Metacritic Film

Onegin

Starring Ralph Fiennes, Liv Tyler, Toby Stephens, Lena Headey, and Martin Donovan

MPAA RATING: R for brief violence and a sexual image

Samuel Goldwyn Films
Drama
106 minutes | Color
UK
Released In Theaters December 17, 1999

Director Martha Fiennes explores the theme of unrequited love in this drama based on Aleksandr Pushkin's verse novel. Eugene Onegin (Ralph Fiennes), an 1820s Saint Petersberg aristocrat is introduced to the young and passionate Tatiana (Tyler) who falls in love with him and is intially refused.

WRITTEN BY
Peter Ettedgui
Michael Ignattief
Alexander Pushkin (poem)

DIRECTED BY
Martha Fiennes

Overall Metascore

This is a weighted, normalized average of all individual scores given by critics, on a scale of 0 (worst) to 100 (best).

59 / 100

Critic Reviews

90 Los Angeles Times
A pleasure in all ways.
90 Chicago Reader
Few things are more enthralling than unrequited love, as demonstrated by this drama.
80 Film.com
A deliciously romantic story, in all senses of the word.
80 Time
Handsome, well-acted, richly textured adaptation of Alexander Pushkin's novel.
80 Mr.
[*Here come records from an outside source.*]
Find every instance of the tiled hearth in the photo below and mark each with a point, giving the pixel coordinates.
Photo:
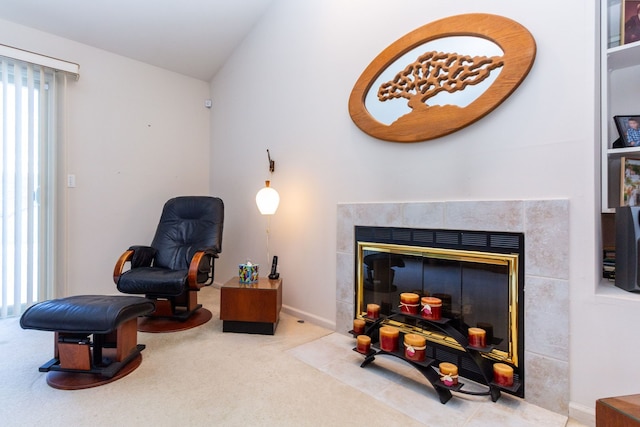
(545, 224)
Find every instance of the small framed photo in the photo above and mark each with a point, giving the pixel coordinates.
(630, 181)
(630, 27)
(629, 129)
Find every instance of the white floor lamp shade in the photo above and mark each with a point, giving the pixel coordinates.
(267, 200)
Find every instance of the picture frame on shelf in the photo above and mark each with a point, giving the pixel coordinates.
(630, 25)
(629, 129)
(629, 181)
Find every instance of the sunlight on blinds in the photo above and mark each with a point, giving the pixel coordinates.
(27, 143)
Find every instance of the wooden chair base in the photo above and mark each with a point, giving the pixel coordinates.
(163, 324)
(79, 380)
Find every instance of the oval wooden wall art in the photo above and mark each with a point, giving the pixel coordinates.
(431, 72)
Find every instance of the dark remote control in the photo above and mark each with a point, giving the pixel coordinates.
(274, 267)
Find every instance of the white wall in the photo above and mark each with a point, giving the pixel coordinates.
(286, 88)
(137, 136)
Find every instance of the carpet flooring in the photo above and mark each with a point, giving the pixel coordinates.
(304, 375)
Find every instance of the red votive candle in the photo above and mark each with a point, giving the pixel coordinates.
(477, 337)
(503, 374)
(448, 373)
(389, 338)
(415, 347)
(431, 308)
(364, 344)
(373, 311)
(409, 302)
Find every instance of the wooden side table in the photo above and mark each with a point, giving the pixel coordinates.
(251, 308)
(621, 411)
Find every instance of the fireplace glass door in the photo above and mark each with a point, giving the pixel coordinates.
(477, 289)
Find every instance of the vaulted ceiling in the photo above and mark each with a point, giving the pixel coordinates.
(190, 37)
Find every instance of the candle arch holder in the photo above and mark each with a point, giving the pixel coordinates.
(474, 354)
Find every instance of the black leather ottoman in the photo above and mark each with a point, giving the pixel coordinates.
(80, 361)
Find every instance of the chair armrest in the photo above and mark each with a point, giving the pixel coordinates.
(137, 256)
(117, 270)
(201, 267)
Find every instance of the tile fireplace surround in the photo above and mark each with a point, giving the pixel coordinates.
(545, 224)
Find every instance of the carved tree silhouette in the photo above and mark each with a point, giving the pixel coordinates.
(434, 72)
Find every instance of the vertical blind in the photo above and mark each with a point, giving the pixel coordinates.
(27, 187)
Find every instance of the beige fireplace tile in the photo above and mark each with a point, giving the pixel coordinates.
(423, 215)
(345, 290)
(344, 239)
(547, 382)
(484, 215)
(547, 317)
(547, 238)
(344, 317)
(378, 214)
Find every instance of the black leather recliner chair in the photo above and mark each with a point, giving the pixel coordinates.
(180, 260)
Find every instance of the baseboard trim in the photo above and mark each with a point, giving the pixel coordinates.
(308, 317)
(584, 414)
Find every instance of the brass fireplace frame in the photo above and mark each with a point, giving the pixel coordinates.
(501, 259)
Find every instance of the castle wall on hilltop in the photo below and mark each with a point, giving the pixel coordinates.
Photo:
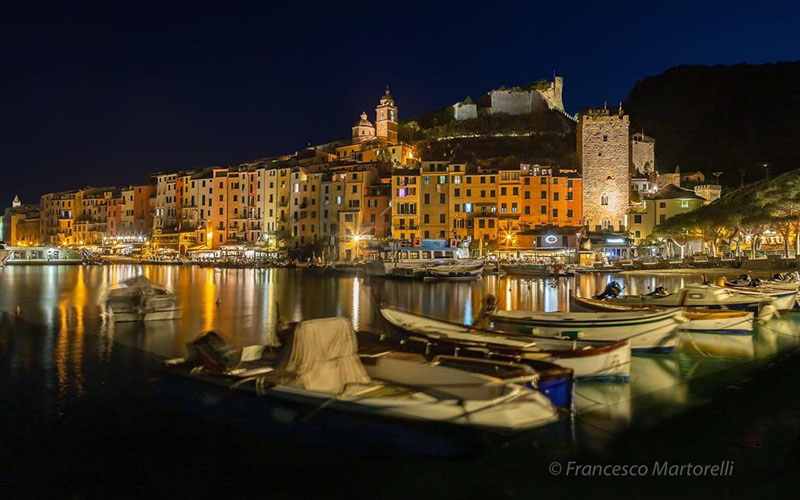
(517, 101)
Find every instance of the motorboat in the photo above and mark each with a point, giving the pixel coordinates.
(651, 331)
(698, 320)
(139, 299)
(317, 387)
(588, 359)
(705, 296)
(413, 262)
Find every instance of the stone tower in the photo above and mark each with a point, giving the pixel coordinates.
(386, 119)
(604, 156)
(643, 154)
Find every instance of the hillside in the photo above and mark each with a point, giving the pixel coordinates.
(721, 118)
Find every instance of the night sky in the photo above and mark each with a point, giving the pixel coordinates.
(106, 94)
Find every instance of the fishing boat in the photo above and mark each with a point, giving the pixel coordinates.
(139, 299)
(528, 269)
(783, 300)
(705, 296)
(588, 359)
(412, 262)
(317, 388)
(454, 272)
(698, 320)
(651, 331)
(778, 281)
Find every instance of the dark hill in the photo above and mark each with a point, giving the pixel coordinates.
(722, 118)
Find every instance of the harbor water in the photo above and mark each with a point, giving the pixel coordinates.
(77, 418)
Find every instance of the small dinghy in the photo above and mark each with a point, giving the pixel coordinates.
(139, 299)
(652, 331)
(698, 320)
(588, 359)
(784, 295)
(317, 388)
(454, 272)
(705, 296)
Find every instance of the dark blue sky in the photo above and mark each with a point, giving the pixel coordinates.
(105, 94)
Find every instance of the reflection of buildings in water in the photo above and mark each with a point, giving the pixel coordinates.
(716, 345)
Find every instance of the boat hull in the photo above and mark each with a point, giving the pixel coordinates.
(648, 335)
(608, 361)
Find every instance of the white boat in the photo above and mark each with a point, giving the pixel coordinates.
(455, 272)
(320, 370)
(698, 320)
(705, 296)
(139, 299)
(653, 331)
(412, 262)
(588, 359)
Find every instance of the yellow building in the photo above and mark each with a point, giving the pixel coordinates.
(406, 191)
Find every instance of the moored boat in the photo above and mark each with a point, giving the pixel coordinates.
(588, 359)
(705, 296)
(697, 319)
(319, 387)
(139, 299)
(651, 331)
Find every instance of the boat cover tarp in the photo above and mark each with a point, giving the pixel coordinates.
(324, 356)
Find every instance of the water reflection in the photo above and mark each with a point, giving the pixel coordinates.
(244, 307)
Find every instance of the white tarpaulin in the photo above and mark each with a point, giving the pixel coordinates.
(324, 355)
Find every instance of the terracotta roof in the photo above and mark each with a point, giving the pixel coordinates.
(673, 192)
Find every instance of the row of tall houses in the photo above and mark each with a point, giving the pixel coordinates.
(336, 196)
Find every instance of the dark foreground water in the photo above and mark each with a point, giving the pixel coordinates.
(78, 417)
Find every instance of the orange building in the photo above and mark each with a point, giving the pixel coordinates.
(551, 196)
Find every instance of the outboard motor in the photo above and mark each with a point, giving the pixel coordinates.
(660, 291)
(612, 290)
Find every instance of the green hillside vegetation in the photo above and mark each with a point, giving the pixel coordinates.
(743, 215)
(721, 118)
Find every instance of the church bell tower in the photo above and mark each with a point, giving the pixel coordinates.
(386, 119)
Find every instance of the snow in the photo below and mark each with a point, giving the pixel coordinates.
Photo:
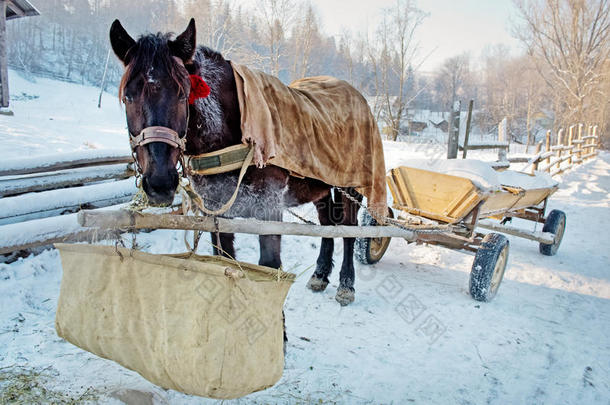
(55, 119)
(413, 335)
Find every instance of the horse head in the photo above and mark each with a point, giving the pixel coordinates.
(155, 91)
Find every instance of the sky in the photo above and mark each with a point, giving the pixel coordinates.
(452, 27)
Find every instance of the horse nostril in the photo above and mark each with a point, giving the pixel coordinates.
(160, 189)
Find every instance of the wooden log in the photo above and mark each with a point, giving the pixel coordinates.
(123, 219)
(11, 186)
(589, 155)
(45, 232)
(542, 237)
(35, 168)
(519, 159)
(55, 202)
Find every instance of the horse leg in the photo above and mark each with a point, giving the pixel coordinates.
(328, 214)
(223, 246)
(345, 292)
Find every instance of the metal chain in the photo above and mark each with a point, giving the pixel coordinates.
(391, 221)
(305, 220)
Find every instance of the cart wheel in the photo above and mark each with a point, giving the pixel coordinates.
(371, 250)
(488, 267)
(556, 224)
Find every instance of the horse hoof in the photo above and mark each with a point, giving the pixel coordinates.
(345, 296)
(317, 284)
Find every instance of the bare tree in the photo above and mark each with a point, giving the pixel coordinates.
(452, 79)
(570, 41)
(277, 16)
(393, 59)
(304, 36)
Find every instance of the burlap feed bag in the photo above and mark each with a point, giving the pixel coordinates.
(201, 325)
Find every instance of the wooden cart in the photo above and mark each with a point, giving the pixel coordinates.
(463, 204)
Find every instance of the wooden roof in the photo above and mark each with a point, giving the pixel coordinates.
(19, 8)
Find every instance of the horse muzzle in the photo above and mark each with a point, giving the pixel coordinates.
(157, 151)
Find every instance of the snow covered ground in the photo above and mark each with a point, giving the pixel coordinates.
(413, 335)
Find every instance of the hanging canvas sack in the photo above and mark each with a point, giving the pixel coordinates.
(202, 325)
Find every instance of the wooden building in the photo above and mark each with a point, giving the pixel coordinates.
(10, 9)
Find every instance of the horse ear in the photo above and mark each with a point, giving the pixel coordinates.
(121, 41)
(184, 45)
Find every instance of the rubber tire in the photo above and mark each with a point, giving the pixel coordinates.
(362, 247)
(484, 265)
(555, 223)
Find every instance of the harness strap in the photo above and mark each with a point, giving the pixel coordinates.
(220, 161)
(198, 201)
(158, 134)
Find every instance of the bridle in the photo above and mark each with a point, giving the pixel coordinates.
(227, 159)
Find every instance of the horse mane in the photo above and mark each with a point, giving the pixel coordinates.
(151, 50)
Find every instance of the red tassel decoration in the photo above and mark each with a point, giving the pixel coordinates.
(199, 89)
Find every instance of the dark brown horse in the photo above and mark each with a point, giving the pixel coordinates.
(155, 90)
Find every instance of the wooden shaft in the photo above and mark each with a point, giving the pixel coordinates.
(467, 133)
(123, 219)
(548, 145)
(542, 237)
(4, 97)
(570, 136)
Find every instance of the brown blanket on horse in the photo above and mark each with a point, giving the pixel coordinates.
(318, 127)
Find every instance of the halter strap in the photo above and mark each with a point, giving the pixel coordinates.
(158, 134)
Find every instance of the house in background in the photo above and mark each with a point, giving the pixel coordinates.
(9, 9)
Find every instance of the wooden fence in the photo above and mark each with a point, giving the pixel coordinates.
(572, 147)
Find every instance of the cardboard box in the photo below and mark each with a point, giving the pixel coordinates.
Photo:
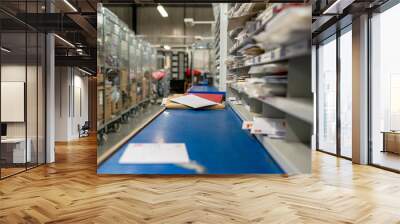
(123, 82)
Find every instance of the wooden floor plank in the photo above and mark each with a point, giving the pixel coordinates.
(70, 191)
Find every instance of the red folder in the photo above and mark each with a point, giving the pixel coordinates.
(209, 96)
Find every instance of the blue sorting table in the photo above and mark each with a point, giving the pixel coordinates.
(204, 89)
(214, 140)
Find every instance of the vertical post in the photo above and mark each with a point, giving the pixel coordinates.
(223, 48)
(50, 93)
(360, 90)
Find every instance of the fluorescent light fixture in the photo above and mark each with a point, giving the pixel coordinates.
(70, 5)
(338, 6)
(64, 40)
(162, 11)
(84, 71)
(5, 50)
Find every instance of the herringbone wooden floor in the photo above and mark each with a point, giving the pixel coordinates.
(69, 191)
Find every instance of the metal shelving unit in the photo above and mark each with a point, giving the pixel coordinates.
(295, 107)
(125, 64)
(220, 45)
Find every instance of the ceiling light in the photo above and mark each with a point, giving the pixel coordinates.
(70, 5)
(5, 50)
(189, 21)
(64, 40)
(162, 11)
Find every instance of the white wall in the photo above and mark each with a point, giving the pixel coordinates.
(71, 103)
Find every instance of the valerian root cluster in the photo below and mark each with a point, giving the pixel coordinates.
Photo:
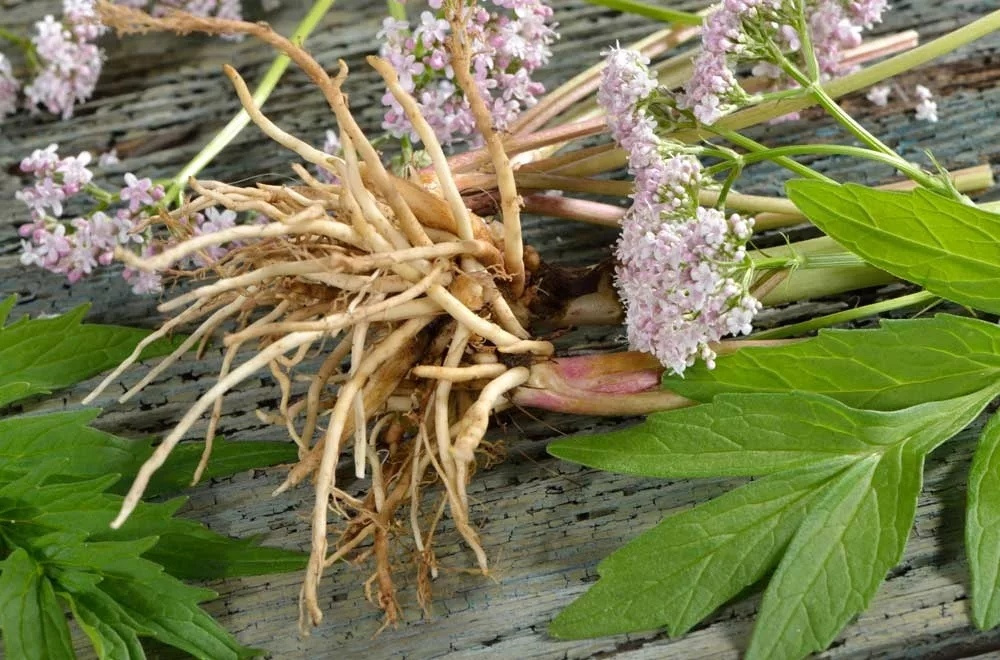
(416, 305)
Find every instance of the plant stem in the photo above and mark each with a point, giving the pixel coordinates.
(789, 164)
(805, 284)
(397, 10)
(864, 78)
(895, 161)
(650, 11)
(846, 316)
(758, 114)
(242, 119)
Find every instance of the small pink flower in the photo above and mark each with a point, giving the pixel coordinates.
(138, 192)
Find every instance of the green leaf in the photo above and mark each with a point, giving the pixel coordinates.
(945, 246)
(55, 509)
(42, 355)
(835, 508)
(757, 434)
(898, 365)
(855, 533)
(189, 550)
(31, 618)
(111, 631)
(150, 601)
(982, 527)
(680, 571)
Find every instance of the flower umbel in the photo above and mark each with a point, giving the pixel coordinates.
(770, 35)
(507, 48)
(681, 266)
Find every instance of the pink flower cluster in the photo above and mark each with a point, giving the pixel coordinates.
(67, 62)
(507, 47)
(744, 30)
(681, 266)
(77, 246)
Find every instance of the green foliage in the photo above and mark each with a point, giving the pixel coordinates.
(900, 364)
(43, 355)
(59, 489)
(982, 527)
(832, 511)
(947, 247)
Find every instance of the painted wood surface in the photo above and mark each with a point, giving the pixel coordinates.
(545, 523)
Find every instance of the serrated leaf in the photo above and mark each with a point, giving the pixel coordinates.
(680, 571)
(982, 527)
(38, 356)
(55, 507)
(947, 247)
(155, 603)
(835, 563)
(100, 619)
(900, 364)
(758, 434)
(31, 617)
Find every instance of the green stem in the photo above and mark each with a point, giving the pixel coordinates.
(812, 325)
(655, 12)
(835, 150)
(796, 261)
(397, 10)
(865, 77)
(789, 164)
(242, 119)
(100, 194)
(760, 113)
(25, 45)
(14, 38)
(805, 36)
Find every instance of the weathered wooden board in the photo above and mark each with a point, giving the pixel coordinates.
(545, 523)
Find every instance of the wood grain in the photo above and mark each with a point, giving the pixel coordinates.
(545, 523)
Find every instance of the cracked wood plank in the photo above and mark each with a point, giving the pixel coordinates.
(545, 523)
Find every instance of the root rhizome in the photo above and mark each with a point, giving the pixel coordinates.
(416, 306)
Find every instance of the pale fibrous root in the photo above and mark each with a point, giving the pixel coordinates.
(403, 293)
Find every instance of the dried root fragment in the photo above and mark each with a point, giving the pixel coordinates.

Showbiz
A riveting, unsentimental tragedy of unrequited love.
75 New York Post
The pace slackens a little after the first hour, but the photography by Remi Adefarasin and music by Magnus Fiennes keep the emotion stoked.
75 San Francisco Examiner
Hot-blooded.
75 Philadelphia Inquirer
Fiennes does this sort of inner pain thing exceedingly well, Tyler is beguiling and believable, and there is an edge of wit and grace to the proceedings.
75 Seattle Post-Intelligencer
(Fiennes's) Onegin is clueless to anything other than the sensual world, and is finally more repellent than sympathetic.
67 Entertainment Weekly
Tatyana, the embodiment of a heroine whose still waters run deep, requires more maturity than Tyler as yet possesses.
67 Portland Oregonian
A handsome, somewhat draggy and abrupt film that's more memorable in snippets than as a whole.
63 Chicago Tribune
Despite Fiennes' splendid moodiness and Tyler's radiant vulnerability, despite lovely settings... this movie is dull.
63 Chicago Sun-Times
There is a cool, mannered elegance to the picture that I like, but it's dead at its center.
63 Boston Globe
A confident and promising directorial debut, one that has the feel of an experienced director to it, from the hypnotic unfolding of scenes to the finely observed character details.
60 Film.com
(Tyler's) voice is still mall American, and Onegin's rejection of her is nowhere near as puzzling or as tragic as it's supposed to be.
50 Austin Chronicle Editor
A sumptuous yet unexceptional story.
50 TV Guide
Overall, this is the kind of thing that gives literary adaptations their bad name.
50 New York Daily News
Makes you appreciate opera, or NoDoz.
50 San Francisco Chronicle
Would have been a stronger movie if it didn't require a strong cup of coffee going in.
40 The New York Times
Feels too cramped, indoorsy and bloodless to catch romantic fire.
20 Village Voice
Unable to capture either its wit, psychological acuity, or formal rigor, the movie essentially reduces the schematic, seesaw narrative to doomy clichés.